House Majority Leader Steny Hoyer stood firm in opposing to Senate bill. If the law expires it would not undermine national security despite Republican warnings to the contrary, the Maryland Democrat said.

Hoyer noted the administration could extend ongoing surveillance operations for one year and begin new ones with court orders.

While final decisions were not made, Hoyer said he did not expect to bring another extension to the House for a vote.

Bush told reporters it was time to end the debate, vowing: "I will not accept any temporary extension."

Democrats who control the House said they needed up to three weeks to review and possibly offer revisions to the Senate bill, which would extend the government's expanded powers to track communications between terrorism suspects without a court order.

The Senate bill would also shield telecommunication companies from potentially billions of dollars in civil damages and bolster protection of the privacy rights of Americans swept up in the hunt for enemy targets.

The House Democrats' chief objection has been the corporate immunity.

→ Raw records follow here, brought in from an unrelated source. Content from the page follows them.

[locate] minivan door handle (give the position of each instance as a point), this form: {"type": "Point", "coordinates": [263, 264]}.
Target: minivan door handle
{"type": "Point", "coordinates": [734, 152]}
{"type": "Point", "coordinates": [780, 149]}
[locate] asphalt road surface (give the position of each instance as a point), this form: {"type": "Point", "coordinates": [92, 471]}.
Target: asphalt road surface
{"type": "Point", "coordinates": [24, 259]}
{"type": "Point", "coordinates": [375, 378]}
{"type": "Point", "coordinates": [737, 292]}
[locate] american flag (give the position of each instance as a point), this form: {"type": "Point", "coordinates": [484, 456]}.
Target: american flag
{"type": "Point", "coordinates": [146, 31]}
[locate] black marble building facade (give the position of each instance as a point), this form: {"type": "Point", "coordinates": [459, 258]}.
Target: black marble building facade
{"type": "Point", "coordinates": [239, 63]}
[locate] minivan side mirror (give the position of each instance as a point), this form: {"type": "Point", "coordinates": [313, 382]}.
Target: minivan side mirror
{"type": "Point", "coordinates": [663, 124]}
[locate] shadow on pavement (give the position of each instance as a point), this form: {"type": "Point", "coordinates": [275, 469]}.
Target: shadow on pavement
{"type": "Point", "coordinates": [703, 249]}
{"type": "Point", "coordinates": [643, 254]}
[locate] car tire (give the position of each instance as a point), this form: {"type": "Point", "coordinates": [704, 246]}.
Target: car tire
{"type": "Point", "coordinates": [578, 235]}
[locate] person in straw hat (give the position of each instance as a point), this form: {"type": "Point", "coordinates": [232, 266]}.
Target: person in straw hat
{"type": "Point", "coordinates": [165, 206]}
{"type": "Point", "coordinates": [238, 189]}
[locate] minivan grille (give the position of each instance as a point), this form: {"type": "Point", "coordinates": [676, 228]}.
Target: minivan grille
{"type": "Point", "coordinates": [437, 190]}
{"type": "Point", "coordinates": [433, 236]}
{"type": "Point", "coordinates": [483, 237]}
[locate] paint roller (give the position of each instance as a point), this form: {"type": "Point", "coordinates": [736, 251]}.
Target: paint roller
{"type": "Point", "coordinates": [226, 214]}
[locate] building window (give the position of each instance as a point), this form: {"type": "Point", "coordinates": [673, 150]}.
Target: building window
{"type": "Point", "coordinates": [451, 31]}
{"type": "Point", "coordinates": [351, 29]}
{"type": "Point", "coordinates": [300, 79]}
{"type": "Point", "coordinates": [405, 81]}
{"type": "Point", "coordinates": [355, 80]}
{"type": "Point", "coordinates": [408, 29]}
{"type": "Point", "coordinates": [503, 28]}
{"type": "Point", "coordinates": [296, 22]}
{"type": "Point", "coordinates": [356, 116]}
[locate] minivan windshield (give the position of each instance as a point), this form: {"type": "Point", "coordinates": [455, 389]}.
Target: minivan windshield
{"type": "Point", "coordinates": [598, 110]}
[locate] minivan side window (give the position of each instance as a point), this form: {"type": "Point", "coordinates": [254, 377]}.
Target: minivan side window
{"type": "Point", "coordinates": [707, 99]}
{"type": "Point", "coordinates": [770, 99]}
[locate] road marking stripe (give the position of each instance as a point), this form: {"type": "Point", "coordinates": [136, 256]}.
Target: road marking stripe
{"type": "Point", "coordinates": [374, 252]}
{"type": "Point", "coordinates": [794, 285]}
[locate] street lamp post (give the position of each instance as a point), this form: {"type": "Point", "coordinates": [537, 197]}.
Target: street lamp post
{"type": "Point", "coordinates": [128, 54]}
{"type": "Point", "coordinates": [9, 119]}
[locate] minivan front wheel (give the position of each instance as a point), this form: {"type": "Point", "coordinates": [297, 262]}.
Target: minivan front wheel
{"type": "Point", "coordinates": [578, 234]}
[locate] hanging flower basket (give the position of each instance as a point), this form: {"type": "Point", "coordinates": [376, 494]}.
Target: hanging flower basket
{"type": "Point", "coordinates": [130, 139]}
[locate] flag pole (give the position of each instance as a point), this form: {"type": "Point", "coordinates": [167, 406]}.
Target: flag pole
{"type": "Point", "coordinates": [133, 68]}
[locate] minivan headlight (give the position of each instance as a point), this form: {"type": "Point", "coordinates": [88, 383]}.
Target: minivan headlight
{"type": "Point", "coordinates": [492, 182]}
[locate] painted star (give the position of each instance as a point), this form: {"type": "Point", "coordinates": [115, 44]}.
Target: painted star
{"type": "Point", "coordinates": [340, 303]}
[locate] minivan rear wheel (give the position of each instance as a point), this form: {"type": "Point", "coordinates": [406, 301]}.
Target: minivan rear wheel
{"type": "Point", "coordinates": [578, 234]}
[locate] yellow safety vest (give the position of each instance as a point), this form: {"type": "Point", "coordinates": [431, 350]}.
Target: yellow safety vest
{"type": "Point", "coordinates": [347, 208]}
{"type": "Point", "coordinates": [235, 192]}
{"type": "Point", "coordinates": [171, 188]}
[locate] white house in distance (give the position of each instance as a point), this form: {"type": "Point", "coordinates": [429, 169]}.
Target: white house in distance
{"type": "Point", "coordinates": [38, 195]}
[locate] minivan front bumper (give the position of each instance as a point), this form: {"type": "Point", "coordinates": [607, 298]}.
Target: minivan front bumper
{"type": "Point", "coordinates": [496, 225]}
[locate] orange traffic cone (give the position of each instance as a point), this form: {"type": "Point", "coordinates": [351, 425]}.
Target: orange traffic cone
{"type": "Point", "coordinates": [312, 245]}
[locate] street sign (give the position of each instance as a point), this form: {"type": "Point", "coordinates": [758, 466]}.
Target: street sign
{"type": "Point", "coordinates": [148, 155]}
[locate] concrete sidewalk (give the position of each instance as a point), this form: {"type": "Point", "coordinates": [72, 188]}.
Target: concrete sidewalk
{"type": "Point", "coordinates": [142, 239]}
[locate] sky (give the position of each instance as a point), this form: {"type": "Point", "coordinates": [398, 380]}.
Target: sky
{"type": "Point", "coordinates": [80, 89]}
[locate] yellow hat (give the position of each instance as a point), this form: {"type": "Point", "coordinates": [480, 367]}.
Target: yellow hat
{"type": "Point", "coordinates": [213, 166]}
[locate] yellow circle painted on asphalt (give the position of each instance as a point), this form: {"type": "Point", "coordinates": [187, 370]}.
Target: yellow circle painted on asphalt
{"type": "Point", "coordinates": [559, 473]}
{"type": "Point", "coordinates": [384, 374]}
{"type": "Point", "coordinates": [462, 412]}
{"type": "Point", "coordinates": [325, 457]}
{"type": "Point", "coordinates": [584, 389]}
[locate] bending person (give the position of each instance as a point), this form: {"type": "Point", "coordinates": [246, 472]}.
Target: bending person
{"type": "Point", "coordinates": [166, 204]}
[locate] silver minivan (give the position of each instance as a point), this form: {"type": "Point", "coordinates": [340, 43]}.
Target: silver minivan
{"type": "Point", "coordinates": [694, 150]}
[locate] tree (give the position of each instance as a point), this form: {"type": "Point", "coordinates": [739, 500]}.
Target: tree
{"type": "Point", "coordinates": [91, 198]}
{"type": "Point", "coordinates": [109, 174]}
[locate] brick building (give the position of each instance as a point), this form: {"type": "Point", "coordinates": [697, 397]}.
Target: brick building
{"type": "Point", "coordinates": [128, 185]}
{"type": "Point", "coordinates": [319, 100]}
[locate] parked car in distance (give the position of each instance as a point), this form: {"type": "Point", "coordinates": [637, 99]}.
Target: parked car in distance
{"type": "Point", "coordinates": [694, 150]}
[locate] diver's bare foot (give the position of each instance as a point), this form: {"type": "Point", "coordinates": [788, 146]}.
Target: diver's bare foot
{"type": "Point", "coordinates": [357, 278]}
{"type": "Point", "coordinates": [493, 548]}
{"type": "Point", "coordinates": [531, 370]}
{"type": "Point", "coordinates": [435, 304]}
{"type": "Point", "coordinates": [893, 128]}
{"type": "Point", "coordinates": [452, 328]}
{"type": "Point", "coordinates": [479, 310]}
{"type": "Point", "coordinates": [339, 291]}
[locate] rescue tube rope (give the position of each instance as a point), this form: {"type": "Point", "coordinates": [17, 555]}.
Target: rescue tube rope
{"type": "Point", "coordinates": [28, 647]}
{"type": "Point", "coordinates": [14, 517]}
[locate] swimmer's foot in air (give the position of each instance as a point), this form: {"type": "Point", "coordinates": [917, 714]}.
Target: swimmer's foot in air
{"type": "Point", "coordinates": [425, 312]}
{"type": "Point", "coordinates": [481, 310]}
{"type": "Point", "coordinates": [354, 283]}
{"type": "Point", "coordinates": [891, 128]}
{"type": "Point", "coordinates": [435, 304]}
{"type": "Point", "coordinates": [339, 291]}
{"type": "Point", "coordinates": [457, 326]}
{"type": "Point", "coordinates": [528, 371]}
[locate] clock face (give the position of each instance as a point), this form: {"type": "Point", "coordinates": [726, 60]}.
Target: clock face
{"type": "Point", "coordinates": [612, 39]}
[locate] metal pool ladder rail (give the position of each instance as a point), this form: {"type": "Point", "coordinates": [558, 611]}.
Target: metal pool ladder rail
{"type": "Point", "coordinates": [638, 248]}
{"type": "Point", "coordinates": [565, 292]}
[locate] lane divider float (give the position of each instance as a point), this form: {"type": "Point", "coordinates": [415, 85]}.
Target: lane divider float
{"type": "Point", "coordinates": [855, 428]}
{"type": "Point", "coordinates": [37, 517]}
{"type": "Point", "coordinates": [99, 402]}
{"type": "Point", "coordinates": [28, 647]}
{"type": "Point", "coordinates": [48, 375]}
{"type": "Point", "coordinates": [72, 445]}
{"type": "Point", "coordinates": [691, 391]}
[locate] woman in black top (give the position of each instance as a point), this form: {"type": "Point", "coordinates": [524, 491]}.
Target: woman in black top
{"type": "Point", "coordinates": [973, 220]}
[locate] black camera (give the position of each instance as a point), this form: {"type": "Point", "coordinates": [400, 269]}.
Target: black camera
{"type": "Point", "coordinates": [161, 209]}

They say the courts should decide whether companies violated the law.

About 40 civil lawsuits have been filed accusing AT&T, Verizon Communications and Sprint Nextel of violating Americans' privacy rights by helping the warrantless domestic spying program that Bush secretly began shortly after the hijacked airliner attacks.

Bush and his fellow Republicans would like to use issues such as domestic spying to paint the Democrats as weak on counterterrorism and national security in the presidential election campaign.

Bush repeated his warnings that enemies of the United States were plotting new attacks that would dwarf September 11.

House Judiciary Committee Chairman John Conyers, a Michigan Democrat, accused the administration of "bluster and fear-mongering."

The 1978 Foreign Intelligence Surveillance Act requires that the government receive the approval of a secret FISA court to conduct surveillance in the United States of suspected foreign enemy targets.

But Bush authorized warrantless surveillance of communications between people in the United States and others overseas if one had suspected ties to terrorists.